Yeah, at least one move will be both a pawn move and a capture (otherwise the pawns can never get past each other)

But how many times must a pawn make a capture? 8? Less than 8? And why? I'm not given any hints hehe.

I do not know how to make less than 8 captures with pawns and free way for others. Here is my idea how to do it.

PS - between each caprute there will be 50 moves with other figures)))

Yeah, I think it has to be 8. I wrote down the logic and solution so to be sure I'd have to look it up in my notes. But that's no fun, so let me try to think...

Logically a pawn capture will always change 2 files (no more and no less).

So it can (ideally)

1) put itself on an open file and

2) open the file it was on previously for another pawn to use

Also we know every file it opens will only aid 1 pawn. Any extra pawn who use the same file must make a capture to get there.

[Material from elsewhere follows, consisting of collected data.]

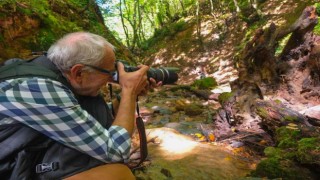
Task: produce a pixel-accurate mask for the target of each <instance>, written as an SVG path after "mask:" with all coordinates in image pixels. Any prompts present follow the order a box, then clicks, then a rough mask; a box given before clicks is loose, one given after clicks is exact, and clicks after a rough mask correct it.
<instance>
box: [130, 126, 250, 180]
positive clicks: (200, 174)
mask: <svg viewBox="0 0 320 180" xmlns="http://www.w3.org/2000/svg"><path fill="white" fill-rule="evenodd" d="M148 134H149V135H148V136H149V138H154V137H157V140H156V141H157V143H149V146H148V148H149V159H150V162H151V164H150V165H148V167H147V168H146V170H144V171H140V172H136V173H135V175H136V177H137V179H156V180H161V179H178V180H179V179H181V180H187V179H192V180H194V179H195V180H198V179H199V180H202V179H203V180H206V179H208V180H209V179H210V180H211V179H212V180H215V179H216V180H220V179H223V180H224V179H241V178H244V177H245V176H246V175H247V174H248V173H249V172H250V171H251V170H252V169H253V168H252V165H251V162H250V161H246V160H241V159H239V158H238V157H236V156H234V155H232V154H231V153H229V152H227V151H226V150H225V149H223V148H221V147H219V146H215V145H212V144H209V143H199V142H196V141H194V140H192V139H191V138H190V137H188V136H185V135H182V134H179V133H178V132H176V131H174V130H172V129H169V128H157V129H153V130H149V132H148Z"/></svg>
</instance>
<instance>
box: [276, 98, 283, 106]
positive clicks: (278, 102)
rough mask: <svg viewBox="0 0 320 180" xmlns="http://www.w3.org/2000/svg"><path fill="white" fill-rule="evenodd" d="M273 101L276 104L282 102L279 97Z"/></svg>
mask: <svg viewBox="0 0 320 180" xmlns="http://www.w3.org/2000/svg"><path fill="white" fill-rule="evenodd" d="M274 102H275V103H276V104H278V105H279V104H282V102H281V101H280V100H279V99H276V100H274Z"/></svg>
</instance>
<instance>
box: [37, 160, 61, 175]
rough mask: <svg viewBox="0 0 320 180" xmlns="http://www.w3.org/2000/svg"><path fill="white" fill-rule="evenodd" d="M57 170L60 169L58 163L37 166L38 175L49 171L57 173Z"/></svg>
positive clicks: (47, 163) (57, 162) (50, 163)
mask: <svg viewBox="0 0 320 180" xmlns="http://www.w3.org/2000/svg"><path fill="white" fill-rule="evenodd" d="M57 169H59V163H58V162H51V163H42V164H38V165H37V166H36V173H37V174H39V173H44V172H49V171H55V170H57Z"/></svg>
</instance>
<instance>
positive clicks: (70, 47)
mask: <svg viewBox="0 0 320 180" xmlns="http://www.w3.org/2000/svg"><path fill="white" fill-rule="evenodd" d="M106 47H110V48H111V49H113V50H114V49H115V48H114V46H113V45H112V44H111V43H109V42H108V41H107V40H106V39H105V38H103V37H102V36H99V35H96V34H92V33H89V32H75V33H70V34H67V35H65V36H64V37H62V38H61V39H59V40H58V41H57V42H56V43H54V44H53V45H52V46H51V47H50V48H49V50H48V54H47V57H48V58H49V60H51V61H52V62H53V63H54V64H55V65H56V66H57V67H58V68H59V69H60V70H61V71H66V70H69V69H70V68H71V67H72V66H73V65H75V64H89V65H94V66H96V65H100V64H101V63H102V60H103V59H104V57H105V56H106V49H105V48H106Z"/></svg>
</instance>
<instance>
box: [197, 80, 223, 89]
mask: <svg viewBox="0 0 320 180" xmlns="http://www.w3.org/2000/svg"><path fill="white" fill-rule="evenodd" d="M217 85H218V83H217V81H216V80H215V79H214V78H213V77H206V78H203V79H197V80H195V81H194V82H193V84H192V85H191V86H192V87H194V88H196V89H210V88H214V87H216V86H217Z"/></svg>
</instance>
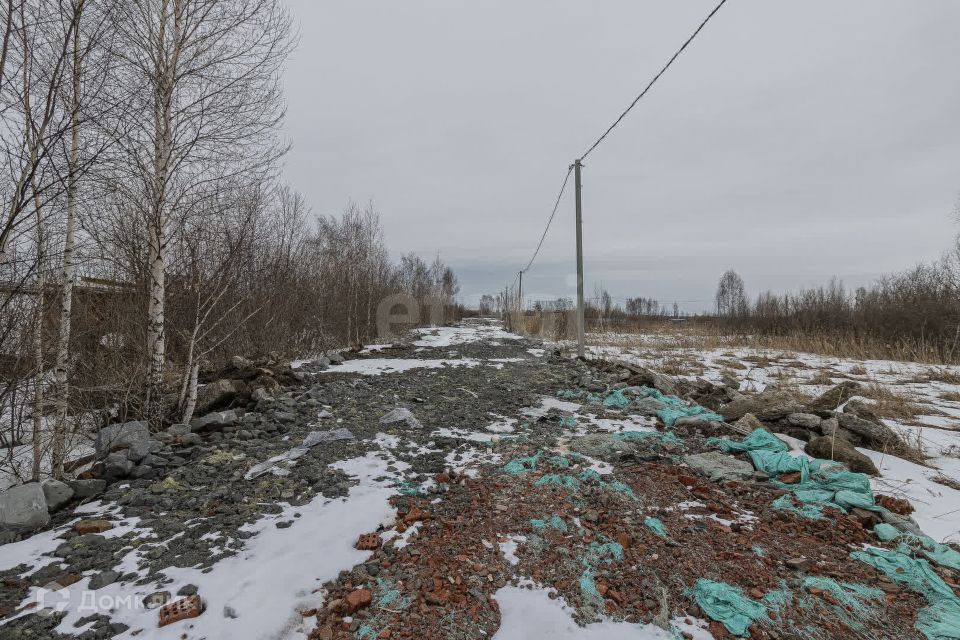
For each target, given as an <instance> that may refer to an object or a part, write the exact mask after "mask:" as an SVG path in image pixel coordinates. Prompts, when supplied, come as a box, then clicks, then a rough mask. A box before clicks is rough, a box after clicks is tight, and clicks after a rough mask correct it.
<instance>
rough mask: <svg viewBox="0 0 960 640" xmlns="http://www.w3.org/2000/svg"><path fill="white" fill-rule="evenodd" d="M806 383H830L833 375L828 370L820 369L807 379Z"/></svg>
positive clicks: (818, 383)
mask: <svg viewBox="0 0 960 640" xmlns="http://www.w3.org/2000/svg"><path fill="white" fill-rule="evenodd" d="M807 384H820V385H832V384H833V377H832V376H831V372H830V371H829V370H827V369H820V370H819V371H817V373H816V374H815V375H814V376H813V377H812V378H810V379H809V380H807Z"/></svg>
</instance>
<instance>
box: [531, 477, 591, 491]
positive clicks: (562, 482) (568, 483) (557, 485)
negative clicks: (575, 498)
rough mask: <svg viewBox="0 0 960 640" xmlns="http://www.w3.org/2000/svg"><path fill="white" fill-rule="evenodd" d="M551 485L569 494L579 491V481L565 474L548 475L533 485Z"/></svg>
mask: <svg viewBox="0 0 960 640" xmlns="http://www.w3.org/2000/svg"><path fill="white" fill-rule="evenodd" d="M551 484H552V485H555V486H557V487H562V488H564V489H566V490H567V491H571V492H573V491H577V490H578V489H580V481H579V480H577V479H576V478H574V477H573V476H568V475H566V474H557V473H548V474H547V475H545V476H543V477H541V478H539V479H538V480H537V481H536V482H535V483H534V485H535V486H538V487H545V486H547V485H551Z"/></svg>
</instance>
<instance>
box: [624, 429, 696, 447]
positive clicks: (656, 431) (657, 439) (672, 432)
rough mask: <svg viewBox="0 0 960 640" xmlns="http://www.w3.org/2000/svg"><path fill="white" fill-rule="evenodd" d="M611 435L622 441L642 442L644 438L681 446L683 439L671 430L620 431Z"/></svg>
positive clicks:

So a pawn capture, at maximum, can only aid 2 pawns... so we need at least 8 pawn captures. I think that's correct.

So, as a result we have:

- 6 moves for each of 8 pawns without captures = 48 moves
- 5 moves for each of another 8 pawns who capture = 40 moves
- pawns should not capture each other. they need to capture only the figures
- moves with capture of all other figures (except kings) = 30 moves
- between each of the moves above should be 50 "simple" moves

40+48+30=118*50=5.900. Is it correct? Or maybe there are some moments I missed)))

There's still one more idea, and it's one that makes getting the right answer pretty tricky. You can discover it yourself when you try to compose a game. For example...

And putting all the pawns on the 4th rank is just an example. I don't mean you have to do that

But when you start to make a game like this you'll notice something...

Ka3 ba - and we have an open B file to move white pawn from b2 to b8 and receive queen. This queen can be sacrifised on c3 by capturing dc. And again. This way we can open files B, D, F and H. Then it is time for black to sarcifice their figures on fields b3 (opens file A for black pawns), then d3, f3 and h3.

Now let's add more fun into our calculations. Found an interesting chess rule in Wikipedia.

"The seventy-five-move rule is related to the fifty-move rule in as such it looks at a series of consecutive moves without capture or pawn move. For the fifty-move rule, a **player can request a draw** after a series of at least 50 such moves each. The seventy-five-move rule states that after such a series of 75 moves each, this, as a checkmate, immediately ends the game and the game is drawn. So contrary to the fifty-move rule, there is no draw request, the draw is valid automatically. The arbiter must enforce the draw in such a case."

So, do you mean that in case when on the next move it is time to move white pawn instead the black one the number of full moves between them decreases from 50 to 49.5? Then (logically) when we move black pawn after white it should be 50.5.

So, do you mean that in case when on the next move it is time to move white pawn instead the black one the number of full moves between them decreases from 50 to 49.5?

Yes, exactly

Then (logically) when we move black pawn after white it should be 50.5.

But we're not allowed to go over 50. If the 50th move isn't a pawn move or capture the game immediately ends, and it wont be the longest game possible.

T say it another way... once white makes a pawn move or capture, as long as white continues to keep making pawn moves or captures each of white's moves will represent 50.

But when it switches back to black it will be 49.5 again.

So to make the longest game possible, you need to find the minimum number of times this sort of switching happens, because every time it happens you lose 0.5 moves.

Who can calculate - if we follow all standard chess rules what will be the maximum number of moves can be done during one chess game? I mean the rules of 50 moves without captures and pawn move, same position repeats 3 times, etc.